The Atlantic City Press has reported that global casino operator, Pinnacle
Entertainment, remains committed to taking their time at constructing their
proposed $1.5 billion casino resort in Atlantic City. Planned to go up where the
Sands Casino Hotel used to have their doors opened, Pinnacle says the mega
resort will open in 2011 at the earliest, with a possibility of a grand opening
taking place in 2012.
Pinnacle Entertainment has been faced with difficult times, largely due to
the seemingly never-ending string of problems at their new St. Louis downtown
casino, Lumiere Palace, which has been overrun with construction
miscalculations. Now estimated at $495 million, the Lumiere Palace Casino had an
initial price tag of $430 million. However, due to unforeseen construction
costs, the dent in Pinnacle's pocketbook has been growing. Lumiere Palace is
scheduled to open their doors in downtown St. Louis before 2008.

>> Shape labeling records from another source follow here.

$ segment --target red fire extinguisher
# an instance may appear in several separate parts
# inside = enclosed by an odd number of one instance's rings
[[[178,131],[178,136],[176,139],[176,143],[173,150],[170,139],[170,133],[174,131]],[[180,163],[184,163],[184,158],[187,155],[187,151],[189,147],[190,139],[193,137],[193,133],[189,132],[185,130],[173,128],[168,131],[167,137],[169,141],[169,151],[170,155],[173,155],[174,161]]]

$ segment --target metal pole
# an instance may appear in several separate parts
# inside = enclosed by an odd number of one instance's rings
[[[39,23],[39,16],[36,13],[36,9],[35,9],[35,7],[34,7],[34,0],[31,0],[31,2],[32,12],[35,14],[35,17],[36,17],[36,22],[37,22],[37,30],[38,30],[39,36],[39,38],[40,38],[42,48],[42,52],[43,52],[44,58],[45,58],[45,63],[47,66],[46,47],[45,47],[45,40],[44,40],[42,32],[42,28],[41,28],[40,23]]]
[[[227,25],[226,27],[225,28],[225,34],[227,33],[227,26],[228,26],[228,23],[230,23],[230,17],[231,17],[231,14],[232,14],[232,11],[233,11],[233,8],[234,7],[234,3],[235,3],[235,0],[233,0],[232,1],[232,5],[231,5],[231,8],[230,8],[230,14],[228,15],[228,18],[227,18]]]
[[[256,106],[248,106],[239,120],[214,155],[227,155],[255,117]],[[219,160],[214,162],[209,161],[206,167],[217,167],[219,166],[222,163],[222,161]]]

As for Pinnacle Entertainment's property in Atlantic City, which the company
purchased from Las Vegas Sands in November of last year for $250 million, the
work has hardly begun. But already, Pinnacle has discovered new ways of saving
on costs. For one, all of the casino card tables and slot machines that
came stocked inside the Sands Casino Hotel will be used at other Pinnacle
Entertainment casinos
throughout North America.
Pinnacle Entertainment already owns and operates
casinos in Nevada, Missouri, Indiana, Louisiana, the Bahamas and Argentina,
while the proposed site in the heart of the Atlantic City boardwalk will mark
Pinnacle's entrance into Atlantic City.